Cheating Immune Block-based Progressive Visual Cryptography

• Main Authors: Yi-Chin Lin, 林易青
• Other Authors: Ching-Nung Yang
• Format: Others
• Published: 2013
• Online Access: http://ndltd.ncl.edu.tw/handle/70757100531708692175

碩士 === 國立東華大學 === 資訊工程學系 === 101 === In a (k, n)-VCS, any k participants can print out their shadows on transparencies and stack them on an overhead projector to visually decode the secret image without computer hardware or computation.
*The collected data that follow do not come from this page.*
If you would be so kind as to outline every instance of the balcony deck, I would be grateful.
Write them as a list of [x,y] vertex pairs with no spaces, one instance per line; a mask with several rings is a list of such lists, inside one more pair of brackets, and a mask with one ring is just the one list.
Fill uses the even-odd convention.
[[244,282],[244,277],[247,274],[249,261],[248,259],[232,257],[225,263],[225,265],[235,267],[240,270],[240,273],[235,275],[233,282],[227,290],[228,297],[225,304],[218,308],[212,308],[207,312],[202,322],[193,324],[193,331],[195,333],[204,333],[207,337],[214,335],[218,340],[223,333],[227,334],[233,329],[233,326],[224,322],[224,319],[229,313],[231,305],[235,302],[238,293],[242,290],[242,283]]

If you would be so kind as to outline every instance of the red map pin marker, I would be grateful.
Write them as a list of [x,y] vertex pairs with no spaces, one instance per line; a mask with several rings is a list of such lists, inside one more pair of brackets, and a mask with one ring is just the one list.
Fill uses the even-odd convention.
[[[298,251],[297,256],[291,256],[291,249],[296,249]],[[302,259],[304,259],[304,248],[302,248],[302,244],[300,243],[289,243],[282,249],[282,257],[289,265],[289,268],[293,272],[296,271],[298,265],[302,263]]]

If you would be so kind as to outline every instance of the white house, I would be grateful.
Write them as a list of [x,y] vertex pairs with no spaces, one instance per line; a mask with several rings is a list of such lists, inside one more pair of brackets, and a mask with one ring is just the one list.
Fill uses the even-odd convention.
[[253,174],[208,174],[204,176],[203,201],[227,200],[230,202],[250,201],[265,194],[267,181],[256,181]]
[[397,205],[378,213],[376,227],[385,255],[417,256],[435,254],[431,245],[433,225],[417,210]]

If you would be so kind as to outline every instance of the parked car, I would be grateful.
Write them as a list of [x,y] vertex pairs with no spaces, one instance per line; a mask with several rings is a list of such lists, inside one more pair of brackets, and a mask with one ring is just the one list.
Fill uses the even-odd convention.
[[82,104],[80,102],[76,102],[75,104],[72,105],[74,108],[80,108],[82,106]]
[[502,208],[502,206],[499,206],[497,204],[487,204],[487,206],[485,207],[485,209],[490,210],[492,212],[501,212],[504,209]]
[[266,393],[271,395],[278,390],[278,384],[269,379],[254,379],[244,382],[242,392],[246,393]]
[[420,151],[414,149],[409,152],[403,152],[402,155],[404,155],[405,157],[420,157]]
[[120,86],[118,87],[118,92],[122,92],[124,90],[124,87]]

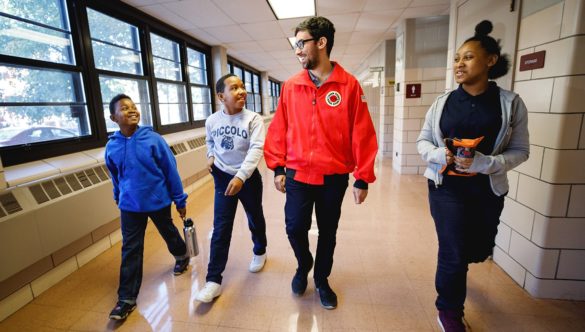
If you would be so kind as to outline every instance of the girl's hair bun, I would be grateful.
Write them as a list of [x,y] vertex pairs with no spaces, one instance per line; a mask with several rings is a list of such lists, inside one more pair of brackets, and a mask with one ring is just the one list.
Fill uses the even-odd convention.
[[490,32],[492,32],[493,28],[494,26],[492,25],[492,22],[488,20],[483,20],[475,26],[475,35],[487,36]]

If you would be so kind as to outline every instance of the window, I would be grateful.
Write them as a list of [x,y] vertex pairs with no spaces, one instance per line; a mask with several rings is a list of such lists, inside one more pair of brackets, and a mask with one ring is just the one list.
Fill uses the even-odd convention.
[[102,99],[100,110],[106,122],[106,131],[113,132],[118,129],[118,125],[110,120],[109,103],[120,93],[128,95],[136,103],[140,111],[140,124],[152,125],[138,28],[91,8],[87,9],[87,18],[95,67],[100,69],[98,70]]
[[179,44],[150,34],[154,76],[160,113],[160,124],[170,125],[189,121],[187,94],[181,74]]
[[228,69],[232,74],[239,76],[246,86],[246,91],[248,92],[246,108],[253,112],[262,113],[260,74],[251,68],[236,64],[233,60],[228,62]]
[[270,85],[270,113],[274,113],[276,112],[278,99],[280,98],[280,82],[273,79],[270,79],[268,82]]
[[[1,9],[0,147],[91,135],[64,0],[4,1]],[[2,159],[10,165],[14,153]]]
[[193,99],[193,120],[204,120],[211,115],[211,90],[207,84],[205,54],[187,48],[187,69]]
[[0,1],[3,165],[103,147],[119,93],[162,134],[202,126],[215,104],[210,53],[124,2]]

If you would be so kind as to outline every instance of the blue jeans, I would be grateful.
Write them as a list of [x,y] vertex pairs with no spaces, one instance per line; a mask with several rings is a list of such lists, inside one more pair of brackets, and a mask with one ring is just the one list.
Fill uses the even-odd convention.
[[314,205],[319,238],[313,277],[315,284],[319,286],[321,282],[327,280],[333,267],[337,226],[349,176],[348,174],[327,175],[323,185],[298,182],[293,177],[294,171],[287,170],[284,206],[286,234],[297,258],[298,271],[308,273],[313,263],[313,256],[309,250],[309,230]]
[[144,232],[148,217],[167,243],[167,248],[176,259],[185,258],[187,247],[171,218],[171,206],[153,212],[121,212],[122,263],[118,299],[135,302],[142,284],[142,261],[144,253]]
[[428,182],[439,239],[435,305],[439,310],[463,310],[468,264],[492,254],[505,195],[493,193],[486,175],[445,176],[438,187]]
[[213,180],[215,182],[215,203],[213,209],[213,235],[211,236],[211,250],[209,264],[207,265],[206,281],[221,284],[222,273],[228,260],[234,218],[238,201],[242,202],[248,228],[252,233],[255,255],[263,255],[266,252],[266,220],[262,210],[262,176],[258,170],[254,170],[252,176],[244,182],[244,186],[234,196],[226,196],[225,190],[229,182],[234,178],[213,165]]

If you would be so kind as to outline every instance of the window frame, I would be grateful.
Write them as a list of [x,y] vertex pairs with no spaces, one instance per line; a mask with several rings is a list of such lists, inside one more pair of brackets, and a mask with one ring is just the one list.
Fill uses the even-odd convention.
[[[211,111],[216,111],[215,94],[213,93],[211,66],[211,46],[204,44],[196,38],[185,34],[177,28],[174,28],[142,11],[122,2],[110,2],[102,0],[64,0],[63,7],[66,12],[63,16],[69,20],[71,29],[71,41],[73,58],[75,62],[71,64],[52,63],[42,60],[33,60],[30,58],[20,58],[0,54],[0,63],[8,66],[26,66],[39,69],[52,69],[65,72],[74,72],[79,74],[82,80],[83,92],[85,95],[85,106],[87,108],[87,118],[91,135],[81,136],[74,139],[65,139],[59,141],[48,141],[33,143],[30,145],[7,146],[0,148],[0,157],[4,166],[12,166],[25,162],[41,160],[49,157],[80,152],[93,148],[105,146],[108,138],[106,121],[104,119],[103,107],[109,101],[103,101],[101,96],[100,75],[106,75],[113,78],[122,79],[146,79],[148,84],[148,93],[151,105],[152,126],[160,134],[168,134],[189,129],[203,127],[205,119],[193,119],[193,100],[191,96],[191,85],[189,82],[187,69],[187,47],[201,52],[205,55],[207,87],[210,91]],[[143,66],[143,75],[133,75],[122,72],[97,69],[94,66],[94,55],[91,46],[89,20],[87,8],[99,11],[105,15],[121,20],[125,23],[134,25],[138,29],[140,38],[141,58]],[[10,17],[7,13],[4,16]],[[179,43],[181,58],[182,81],[179,83],[185,88],[186,103],[188,110],[188,121],[178,124],[160,125],[160,112],[158,96],[156,91],[156,81],[161,80],[154,77],[152,45],[150,44],[150,33],[157,34],[161,37],[171,39]],[[199,87],[202,85],[199,84]],[[8,103],[0,105],[8,106]]]

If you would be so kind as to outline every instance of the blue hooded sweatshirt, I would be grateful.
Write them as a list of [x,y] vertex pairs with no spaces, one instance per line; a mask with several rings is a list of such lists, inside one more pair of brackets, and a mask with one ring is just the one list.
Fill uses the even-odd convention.
[[116,131],[106,145],[105,159],[120,210],[152,212],[171,201],[185,207],[187,194],[175,157],[152,127],[138,127],[130,137]]

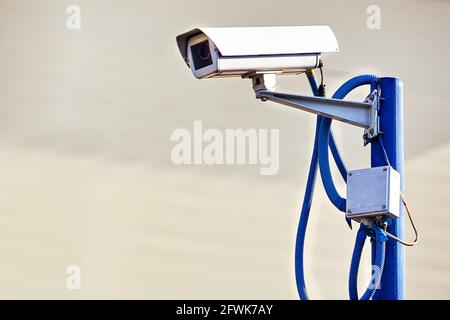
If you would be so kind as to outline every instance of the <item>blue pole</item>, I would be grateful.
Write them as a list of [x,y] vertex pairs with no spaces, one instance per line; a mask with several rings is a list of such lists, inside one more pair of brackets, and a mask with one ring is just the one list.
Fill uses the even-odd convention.
[[[391,166],[400,173],[403,192],[403,82],[396,78],[380,78],[379,86],[382,97],[379,111],[382,139]],[[372,144],[371,153],[372,167],[386,165],[379,142]],[[403,208],[400,211],[400,218],[392,219],[388,231],[404,238]],[[381,288],[377,290],[374,299],[405,299],[404,247],[392,239],[389,239],[386,243],[386,258]]]

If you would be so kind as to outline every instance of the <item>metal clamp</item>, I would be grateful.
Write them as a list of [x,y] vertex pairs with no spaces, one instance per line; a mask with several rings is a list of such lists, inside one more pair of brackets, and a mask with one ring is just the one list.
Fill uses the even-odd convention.
[[380,117],[378,116],[378,111],[380,109],[380,97],[381,89],[375,89],[364,100],[364,102],[370,103],[370,126],[364,130],[364,146],[366,146],[380,133]]

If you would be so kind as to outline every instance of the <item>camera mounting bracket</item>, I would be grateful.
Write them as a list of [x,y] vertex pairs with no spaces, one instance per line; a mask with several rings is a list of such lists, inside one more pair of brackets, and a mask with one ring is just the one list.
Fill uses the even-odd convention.
[[246,78],[252,79],[256,98],[261,101],[269,100],[364,128],[364,145],[379,134],[380,89],[373,90],[363,102],[359,102],[277,92],[276,72],[252,73]]

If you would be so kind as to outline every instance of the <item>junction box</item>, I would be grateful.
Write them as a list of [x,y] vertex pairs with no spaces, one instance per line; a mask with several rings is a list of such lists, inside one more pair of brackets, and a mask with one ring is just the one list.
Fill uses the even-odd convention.
[[400,174],[391,166],[349,171],[346,217],[400,215]]

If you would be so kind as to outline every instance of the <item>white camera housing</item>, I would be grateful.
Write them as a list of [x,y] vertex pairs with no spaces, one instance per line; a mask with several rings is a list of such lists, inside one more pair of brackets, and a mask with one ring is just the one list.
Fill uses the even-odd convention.
[[196,28],[177,43],[198,79],[298,74],[316,68],[322,53],[339,51],[329,26]]

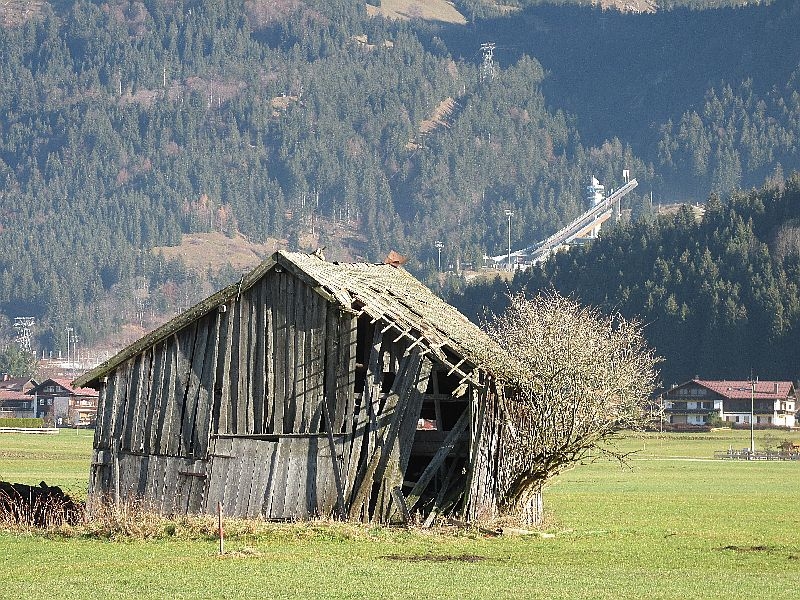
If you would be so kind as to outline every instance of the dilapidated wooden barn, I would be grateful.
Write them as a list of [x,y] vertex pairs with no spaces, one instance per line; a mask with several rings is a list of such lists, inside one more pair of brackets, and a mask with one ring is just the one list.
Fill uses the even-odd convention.
[[402,268],[278,252],[75,385],[90,497],[387,522],[498,508],[505,353]]

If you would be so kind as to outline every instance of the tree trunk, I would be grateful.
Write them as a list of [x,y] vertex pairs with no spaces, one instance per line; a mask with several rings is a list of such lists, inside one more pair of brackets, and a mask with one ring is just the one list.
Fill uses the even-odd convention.
[[544,522],[544,498],[541,487],[530,487],[516,503],[519,520],[525,525],[539,526]]

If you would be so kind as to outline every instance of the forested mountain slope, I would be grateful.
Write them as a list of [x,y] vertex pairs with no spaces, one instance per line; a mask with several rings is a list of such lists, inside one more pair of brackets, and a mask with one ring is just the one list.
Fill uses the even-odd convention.
[[503,247],[504,208],[518,243],[583,208],[587,173],[646,177],[545,107],[535,59],[481,82],[358,2],[78,0],[0,34],[0,302],[44,347],[179,308],[176,286],[197,298],[204,273],[148,251],[186,233],[297,246],[338,223],[368,260],[419,269],[440,239],[476,263]]
[[[452,300],[473,318],[502,311],[506,294],[555,288],[646,324],[665,359],[664,383],[800,375],[800,175],[785,184],[716,197],[620,225],[558,253],[513,283],[469,286]],[[481,299],[483,301],[481,301]]]
[[370,261],[395,249],[434,281],[436,241],[445,267],[477,267],[504,251],[506,209],[512,244],[529,245],[585,209],[592,175],[618,187],[630,169],[636,216],[651,191],[703,200],[798,166],[791,2],[691,18],[521,2],[484,19],[466,4],[465,25],[370,17],[360,0],[3,13],[3,317],[34,316],[53,351],[67,327],[92,344],[153,326],[239,276],[152,251],[187,234]]
[[[521,4],[442,37],[465,57],[495,42],[500,65],[535,56],[548,105],[575,116],[584,143],[610,132],[629,143],[654,165],[658,198],[727,194],[761,185],[778,162],[798,167],[797,2],[676,2],[641,14]],[[721,8],[691,10],[702,7]]]

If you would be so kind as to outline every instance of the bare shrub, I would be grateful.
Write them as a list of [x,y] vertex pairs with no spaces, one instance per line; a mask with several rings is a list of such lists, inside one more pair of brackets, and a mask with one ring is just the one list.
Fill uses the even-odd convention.
[[510,300],[485,329],[527,370],[521,392],[504,399],[499,485],[503,504],[530,523],[541,516],[550,478],[593,450],[623,458],[606,442],[652,420],[658,359],[637,321],[554,291]]

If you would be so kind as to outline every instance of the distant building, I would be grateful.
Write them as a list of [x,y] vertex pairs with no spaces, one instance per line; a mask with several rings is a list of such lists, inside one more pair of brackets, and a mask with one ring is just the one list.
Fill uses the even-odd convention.
[[28,391],[36,385],[30,377],[0,376],[0,417],[29,418],[34,416],[35,406]]
[[754,425],[795,426],[797,405],[790,381],[692,379],[674,386],[662,399],[664,416],[672,425],[704,425],[715,416],[749,424],[752,414]]
[[33,417],[62,426],[92,425],[99,394],[91,388],[73,387],[67,379],[45,379],[27,392],[33,400]]
[[586,186],[586,202],[589,206],[597,206],[606,197],[606,186],[597,180],[597,177],[592,177],[592,183]]

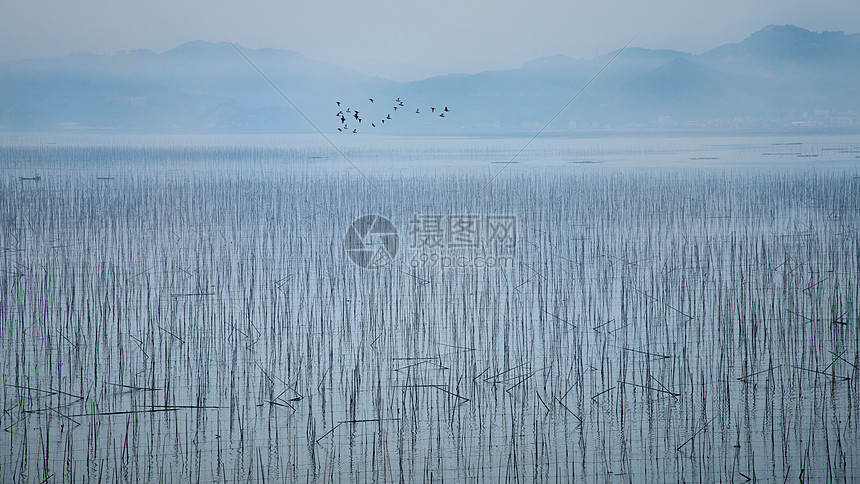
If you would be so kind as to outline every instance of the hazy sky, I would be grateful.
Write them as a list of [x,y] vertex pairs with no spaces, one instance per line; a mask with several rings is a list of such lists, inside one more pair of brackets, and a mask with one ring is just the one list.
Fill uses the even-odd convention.
[[592,57],[634,35],[636,46],[698,53],[768,24],[860,32],[857,0],[30,0],[2,12],[0,60],[229,37],[398,80]]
Recently, Hou et al. introduced a (2, n) block-based progressive visual cryptographic scheme (BPVCS), which the image blocks can be gradually recovered step by step. In Hou et al.’s (2, n)-BPVCS, a secret image is subdivided into n non-overlapped image blocks. When stacking any t (2  t  n) shadows, all the image blocks associated with these t participants will be recovered. Unfortunately, Hou et al.’s (2, n)-BVCPS suffers from the cheating problem, which any two dishonest participants might collude together to tamper their image blocks shared with other honest participants. Also, they can impersonate an honest participant to force other honest participants to reconstruct the wrong secret. In this thesis, we solve the cheating problem and propose a cheating immune (2, n)-BPVCS. Additionally, Hou et al.’s scheme is only suitable for the 2-out-of-n case, i.e., (k, n)-BPVCS where k=2. Here, we also present a (k, n)-BPVCS. The problem we consider in this thesis is that of constructing the cheating immune BVCPS that are robust against dishonest participants. This thesis has four main contributions: (1) we provide two cheating types in Hou et al.’s (2, n)-BPVCS (2) we propose a cheating immune (2, n)-BPVCS (3) we propose a general cheating immune (k, n)-BPVCS, where k and n can be any integers (4) our (2, n)-BPVCS and (k, n)-BPVCS are theoretically proven to satisfy the progressive recovery, the security, and the cheating immune capability.